O excessivo envolvimento com as operações financeiras, característico do período de aquisição inicial das carteiras, afastou Savian dos colaboradores e, conseqüentemente, da realidade cotidiana da Embracon. Ele percebeu isso em 2003, quando fez uma pesquisa com a equipe para saber o que pensavam da empresa os diretores, líderes e supervisores. “O nosso foco, desde o início, eram as pessoas. Se elas estão motivadas, prestarão um bom trabalho, o cliente vai ficar satisfeito, e absorveremos mais clientes, e o lucro acontece. O lucro é conseqüência de todo este trabalho. Não é o foco. E, com essa primeira pesquisa, cheguei à conclusão de que não estávamos colocando isso em prática.” Desavenças entre líderes e colaboradores, e falta de sistematização das práticas eram os principais problemas decorrentes da desorganização de uma empresa com líder ausente.
“Mas não adianta sair jogando pedra achando que todo mundo está errado. Tenho que procurar o erro em mim. Se tudo estava distorcido, algo em mim estava errado. E o que estava errado era que eu não estava achando tempo para ouvir as pessoas”, diz Savian. A partir daí, buscar o feedback dos mais de 700 colaboradores se tornou mais uma atribuição do diretor administrativo da Embracon.
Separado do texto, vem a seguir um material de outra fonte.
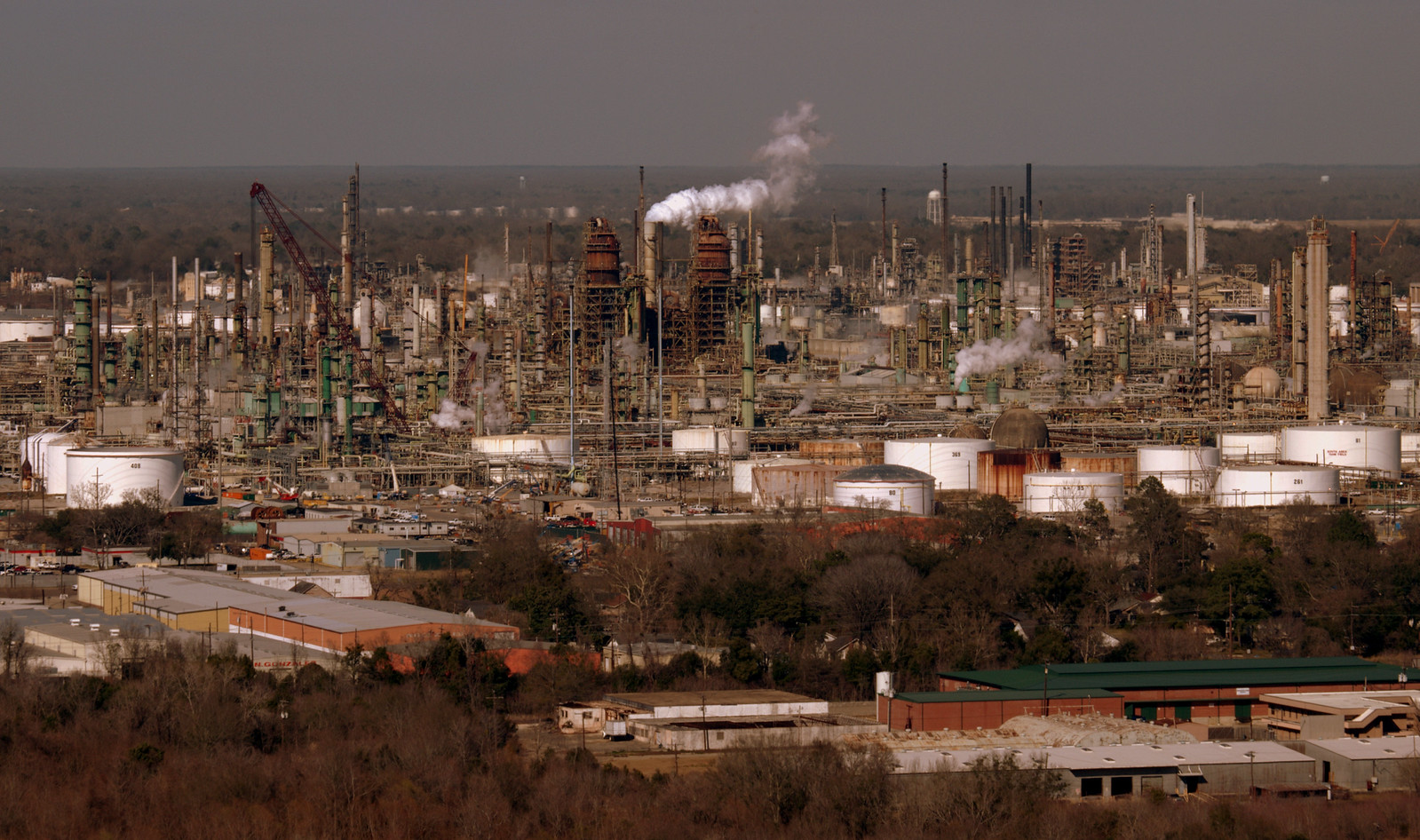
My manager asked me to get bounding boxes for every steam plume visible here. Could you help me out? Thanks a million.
[647,102,828,230]
[956,318,1065,387]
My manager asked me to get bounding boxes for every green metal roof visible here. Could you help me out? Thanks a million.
[940,657,1420,691]
[893,688,1122,702]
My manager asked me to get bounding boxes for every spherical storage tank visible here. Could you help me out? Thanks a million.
[1214,464,1340,508]
[670,425,750,458]
[1025,472,1124,513]
[834,464,936,513]
[1281,423,1400,477]
[991,406,1051,450]
[64,447,183,506]
[1218,432,1277,464]
[884,437,996,489]
[1138,446,1220,495]
[472,434,572,464]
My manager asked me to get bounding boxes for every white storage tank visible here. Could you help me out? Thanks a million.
[1214,464,1340,508]
[1022,472,1124,513]
[834,464,936,513]
[64,447,183,508]
[20,430,78,495]
[1138,446,1220,495]
[1218,432,1278,464]
[730,456,818,495]
[472,434,572,464]
[1400,432,1420,470]
[1281,423,1400,479]
[670,425,750,458]
[884,437,996,489]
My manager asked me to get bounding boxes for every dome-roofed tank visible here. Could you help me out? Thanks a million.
[991,408,1051,450]
[834,464,936,513]
[951,420,990,440]
[1242,368,1282,400]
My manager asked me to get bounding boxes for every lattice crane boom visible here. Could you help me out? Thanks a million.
[251,183,409,429]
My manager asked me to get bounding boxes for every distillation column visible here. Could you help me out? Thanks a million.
[1306,216,1330,420]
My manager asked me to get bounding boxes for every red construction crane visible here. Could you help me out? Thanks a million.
[251,183,409,430]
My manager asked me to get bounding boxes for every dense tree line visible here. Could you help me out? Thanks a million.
[0,640,1420,840]
[389,479,1420,701]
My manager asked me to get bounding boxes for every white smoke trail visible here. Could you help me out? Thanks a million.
[956,318,1065,387]
[789,384,818,417]
[616,335,647,361]
[647,102,828,230]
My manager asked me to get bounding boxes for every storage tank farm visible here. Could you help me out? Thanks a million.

Anualmente, ele realiza esta pesquisa e lê tudo o que é escrito pela equipe. “A ferramenta que isso representa na administração da empresa é inigualável. Porque eu consigo captar o pensamento do colaborador. Eu jamais conseguiria saber o que está acontecendo em Fortaleza. Mas, com este recurso, consigo ter uma idéia melhor.”
No escritório de Savian, logo atrás de sua mesa está a placa em vermelho, cinza e preto – mesmas cores da logomarca da empresa e que dão o tom do mobiliário do ambiente – que diz: “Gerar encantamento”, frase eleita como missão da Embracon após a solução destas crises e que, segundo o diretor, “abrange todas as pessoas, pode ser cliente, colaborador ou líder”. Savian afirma que todos têm a missão de encantar as outras pessoas. “É mais que atender bem, é mais que prestar um serviço de qualidade. Encantar está ligado a pequenas atitudes cotidianas.”
É com esse olhar minucioso que ele controla a Embracon. Na sua mesa, estão empilhados relatórios das atividades organizados por segmento, por unidades, projeções de participação de cada produto na receita até 2011, tabelas de planejamento de atividades futuras, além da avaliação do trabalho de cada área da empresa. Convivendo com tantos dados, Savian afirma que muitas vezes tem que frear o entusiasmo comercial de Juarez Antônio, diretor responsável pelas vendas da empresa. “O Juarez é totalmente vendedor, enquanto eu tenho um pensamento mais de administrador, com foco no longo prazo.” Apesar das diferenças pessoais, a combinação parece estar dando certo.
Bússula Empresarial
Principais acertos
- Ter ousadia para mudar
- Transformar dificuldades em oportunidades
- Focar o trabalho nas pessoas, clientes ou colaboradores, não simplesmente no lucro
- Organizar a empresa para fazer planejamento de longo prazo
- Aquisição de carteiras e equipes de vendas
- Buscar o feedback dos colaboradores
- Estimular os colaboradores, com planos de benefícios para estudantes e de participação nos resultados
Principais erros
- Não ter iniciado o empreendimento próprio antes
- Organização tardia da empresa
- Comprar carteiras muito grandes sem que a empresa tivesse estrutura para administrá-la. Mas faria novamente.